Fail to decode with erasures but no exception/error given

henla464 commented 3 years ago

Hi, I like this library a lot however I encountered a strange behaviour that seems like a bug to me. When doing a decode with erasures I get the same corrupted message back without any error given. This happens even when the check function detects errors. My guess is that the one false erasure somehow messes it up but I read that it should be safe to supply false erasures (they just use up one RSCode)

Lets look at the code:

import unireedsolomon as rs
OrigMsg =      bytearray(bytes([0x83, 0x1F, 0x00, 0x00, 0xFF, 0x00, 0X93, 0xA8, 0x00]))
CorruptedMsg = bytearray(bytes([0x83, 0x10, 0x00, 0x01, 0xFF, 0x01, 0X93, 0xA8, 0x00]))
coder = rs.RSCoder(24, 20)
messageDataAndRSCodeWithNullBytes = coder.encode(OrigMsg, return_string=False)
# Add the RSCodes from OrigMsg to the corrupted message
corruptedMsgWithRSCodes = CorruptedMsg + bytearray(messageDataAndRSCodeWithNullBytes[-4:])
paddedCorruptedMsgWithRSCodes = bytearray(bytes([0x00, 0x00, 0x00, 0x00, 0x00, 0x00, 0x00, 0x00, 0x00, 0x00, 0x00])) + corruptedMsgWithRSCodes
print("PaddedCorruptedMsgWithRSCodes: " + str(paddedCorruptedMsgWithRSCodes))
try:
    coder.decode(paddedCorruptedMsgWithRSCodes)
except:
    print('As expected decoding fails due to too many errors (4 RSCodes, and 3 errors)')

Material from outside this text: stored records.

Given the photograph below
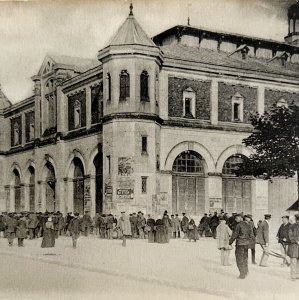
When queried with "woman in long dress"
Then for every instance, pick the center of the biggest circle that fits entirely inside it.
(49, 235)
(223, 235)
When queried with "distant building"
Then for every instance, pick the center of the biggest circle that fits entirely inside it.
(153, 124)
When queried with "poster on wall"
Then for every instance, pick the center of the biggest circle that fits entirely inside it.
(125, 166)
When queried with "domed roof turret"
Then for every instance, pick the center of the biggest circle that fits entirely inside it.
(4, 102)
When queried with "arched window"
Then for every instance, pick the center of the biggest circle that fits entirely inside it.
(188, 162)
(282, 103)
(144, 93)
(77, 114)
(124, 89)
(232, 163)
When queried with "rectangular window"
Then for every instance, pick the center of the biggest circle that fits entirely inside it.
(109, 164)
(144, 185)
(144, 145)
(236, 112)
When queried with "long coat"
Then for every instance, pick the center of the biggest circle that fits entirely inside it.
(293, 249)
(262, 235)
(21, 229)
(125, 226)
(223, 235)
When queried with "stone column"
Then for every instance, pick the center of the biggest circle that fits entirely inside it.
(261, 100)
(214, 102)
(88, 107)
(215, 192)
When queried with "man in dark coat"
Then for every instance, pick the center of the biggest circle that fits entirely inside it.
(184, 225)
(214, 222)
(283, 238)
(11, 226)
(242, 234)
(262, 238)
(86, 223)
(293, 249)
(74, 229)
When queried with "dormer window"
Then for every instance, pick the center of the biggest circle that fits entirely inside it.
(124, 91)
(282, 103)
(77, 114)
(189, 103)
(144, 94)
(237, 108)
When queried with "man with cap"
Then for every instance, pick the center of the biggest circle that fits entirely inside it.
(293, 249)
(283, 238)
(262, 238)
(75, 228)
(242, 235)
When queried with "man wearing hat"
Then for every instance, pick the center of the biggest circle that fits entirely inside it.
(283, 238)
(242, 235)
(293, 249)
(262, 238)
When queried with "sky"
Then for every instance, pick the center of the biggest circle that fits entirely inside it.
(29, 30)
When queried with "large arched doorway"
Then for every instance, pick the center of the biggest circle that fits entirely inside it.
(50, 188)
(188, 184)
(17, 190)
(78, 186)
(236, 191)
(31, 189)
(98, 163)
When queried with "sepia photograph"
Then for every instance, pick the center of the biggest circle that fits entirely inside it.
(149, 149)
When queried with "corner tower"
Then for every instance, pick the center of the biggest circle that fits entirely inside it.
(131, 131)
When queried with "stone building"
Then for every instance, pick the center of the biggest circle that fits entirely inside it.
(153, 124)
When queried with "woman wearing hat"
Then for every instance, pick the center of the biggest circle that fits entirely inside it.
(49, 235)
(223, 233)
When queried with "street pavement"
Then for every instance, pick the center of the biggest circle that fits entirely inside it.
(178, 270)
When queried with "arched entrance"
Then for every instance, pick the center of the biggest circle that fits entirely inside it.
(98, 164)
(50, 188)
(31, 189)
(17, 190)
(236, 191)
(188, 183)
(78, 189)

if not coder.check(paddedCorruptedMsgWithRSCodes):
    print('As expected check fails')

try:
    decodedMsgAndCodeTuple = coder.decode(paddedCorruptedMsgWithRSCodes, erasures_pos=[11,12])
    decodedMsgAndCode = bytearray((decodedMsgAndCodeTuple[0] + decodedMsgAndCodeTuple[1]).encode('latin-1'))
    print('Decoding didnt throw error when we point to one correct erasure (position 12) and one wrong erasure (position 11) [why?]')
    if decodedMsgAndCode == corruptedMsgWithRSCodes:
        print('The message was not decoded, the corrupted message is returned without anything fixed, and no error given [why?]')

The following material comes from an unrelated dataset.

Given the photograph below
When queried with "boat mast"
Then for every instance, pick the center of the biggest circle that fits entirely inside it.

    if not coder.check(bytearray(bytes([0x00, 0x00, 0x00, 0x00, 0x00, 0x00, 0x00, 0x00, 0x00, 0x00, 0x00])) + decodedMsgAndCode):
        print('Check detects the error of course (since it same message that we checked before)')
except:
    print('decoding failed, this is what I expected')

The prints of this is:

PaddedCorruptedMsgWithRSCodes: bytearray(b'\x00\x00\x00\x00\x00\x00\x00\x00\x00\x00\x00\x83\x10\x00\x01\xff\x01\x93\xa8\x006\x91\xbay')
As expected decoding fails due to too many errors (4 RSCodes, and 3 errors)
As expected check fails
Decoding didnt throw error when we point to one correct erasure (position 12) and one wrong erasure (position 11) [why?]
The message was not decoded, the corrupted message is returned without anything fixed, and no error given [why?]
Check detects the error of course (since it same message that we checked before)

Am I wrong in assuming this is a bug? Any idea why it behaves this way?

lrq3000 commented 3 years ago

Hello,

Thank you for the feedback :-) I'm glad you find the library useful!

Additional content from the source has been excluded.